With the clock winding down, county officials are seeking private operators to take over the facility.
The county has also applied for a "critical access" designation from HCFA, which would allow Nye Regional to bill Medicare and Medicaid charges at cost and staff the emergency room with nurse practitioners. County officials are unsure when HCFA might decide on the request.
County officials said Nye County is too medically vulnerable to go without a hospital. Tonopah, with a population of about 3,600, is on the major north-south highway between Las Vegas and Reno, Nev., with more than 10,000 motorists passing through daily.
The region's primary industries-mining and nuclear waste storage-also hold the potential for a major mishap.

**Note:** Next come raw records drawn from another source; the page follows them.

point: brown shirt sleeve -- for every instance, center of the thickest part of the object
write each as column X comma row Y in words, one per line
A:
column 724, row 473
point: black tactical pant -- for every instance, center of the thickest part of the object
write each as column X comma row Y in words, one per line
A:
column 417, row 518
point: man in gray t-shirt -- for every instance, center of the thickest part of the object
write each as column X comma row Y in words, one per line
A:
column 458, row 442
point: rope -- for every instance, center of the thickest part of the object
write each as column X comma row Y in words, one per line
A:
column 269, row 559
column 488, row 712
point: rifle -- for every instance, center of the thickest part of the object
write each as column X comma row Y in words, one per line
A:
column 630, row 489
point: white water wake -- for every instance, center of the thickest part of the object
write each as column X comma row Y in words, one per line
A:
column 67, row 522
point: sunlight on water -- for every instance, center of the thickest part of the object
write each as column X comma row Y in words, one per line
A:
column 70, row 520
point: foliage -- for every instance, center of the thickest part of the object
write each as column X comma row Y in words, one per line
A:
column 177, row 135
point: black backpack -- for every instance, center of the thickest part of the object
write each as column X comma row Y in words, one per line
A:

The closest hospitals are in Hawthorne, Nev., and Bishop, Calif., both more than 100 miles away.
"It would create a real dilemma," said Bill Welch, president of the Nevada Rural Hospital project, a consortium of 11 of the state's 28 hospitals.
County and state officials paint Nye Regional as troubled since Brentwood, Tenn.-based Quorum Health Group managed it during late 1996 and early 1997, when the county terminated the contract.
When the Nevada Department of Taxation took over the facility's operation in April 1997, the hospital's physicians had left, its computer system did not function and uncollected accounts receivable averaged 300 days, according to state officials.
Quorum spokeswoman Shea Davis said the hospital had been in trouble for years before the company agreed to manage it and that its board had rejected Quorum's recommendations for improvements.
While state officials have had some success in hiring new doctors and straightening out its records, Nye Regional's average census of two patients per day is not enough to sustain the facility, according to Department of Taxation Executive Director Michael Pitlock.
For the fiscal year ended June 30, 1998, the hospital lost $713,150 on revenues of $4.7 million.
"There was a time when the census was up in the five- or six-patient range, and if we could get it back to that level, it would be self-sustaining," Pitlock said. The state has no money to fund the hospital, he added.
Locals in recent years have preferred leaving town for care, traveling to the hospitals in Hawthorne or Bishop, according to Welch and Pitlock. Out-migration has increased to 60% from 40% since the state took over the hospital, Welch said.
Davis blames the trend on local residents' lack of confidence in the facility.
"They don't want to get care in a place that's always in turmoil," he said.
And while the chairman is optimistic there will be a white knight in the hospital's future, Welch, who becomes president of the Nevada Association of Hospitals and Health Systems next month, said the lack of community support is likely to kill Nye Regional.
"In this betting state, I wouldn't give the hospital's survival high odds," he said.